Lo scrittore non può permettersi ambiguità semantiche, ammiccamenti lirici; non può concedersi giochi di prestigio linguistici e sintattici, non può indugiare su effetti speciali che non siano connessi alla necessità della descrizione. Un atteggiamento diverso, che non si attenesse in modo controllato e consapevole al rigore descrittivo, anche quando ciò che ad essere descritto è il delirio stesso – di un soggetto, di un paesaggio, della famiglia, delle relazioni sentimentali, del mondo del cinema, del mondo del lavoro, dell’industria culturale – sarebbe giocoforza inganno, mera costruzione, una cesura nel rapporto tra scrittura e verità.

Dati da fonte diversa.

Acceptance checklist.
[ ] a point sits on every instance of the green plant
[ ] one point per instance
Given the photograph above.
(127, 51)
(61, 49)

Per questo Trevisan non sopportava il superfluo. Il suo periodare, a volte apparentemente e persino volutamente involuto (perché involuto è il modo in cui noi parliamo a noi stessi) è sempre terribilmente preciso, come se il lavoro della scrittura – che è per Trevisan sempre lavoro manuale – avesse il compito non certo di mettere ordine nella vita, quanto piuttosto di renderne, in modo rigorosamente ordinato, l’intrinseco disordine. In questo senso, quella di Trevisan – uomo strutturalmente impolitico e refrattario a qualsiasi moralismo – è una scrittura etica e politica nel senso più intimo e radicale del termine. Non tanto per i temi che tratta quanto per la postura che incarna: una postura esente da compromessi, che non prende scorciatoie, e si assume fino in fondo la responsabilità di dire ciò che ha da dire nel modo insieme più rigoroso, preciso e concreto possibile. Una scrittura etica e politica che è tale in quanto radicalmente esistenziale, in quanto investita del ruolo di rendere se non sopportabile, perlomeno controllabile e analizzabile il caos del paesaggio, la frantumazione della vita, la crudeltà del mondo.
Chiunque abbia letto anche solo qualcosa di Vitaliano Trevisan sa quanto conoscesse il dolore e la fatica. E forse ciò che egli chiedeva alla scrittura era non una qualche forma di sublimazione terapeutica, ma piuttosto la possibilità di dare forma a quel dolore e a quella fatica, come se la scrittura fosse l’unica strategia per provare a comprendere le traiettorie insensate del dolore e i percorsi assurdi del lavoro di esistere dentro l’annichilimento stesso del senso.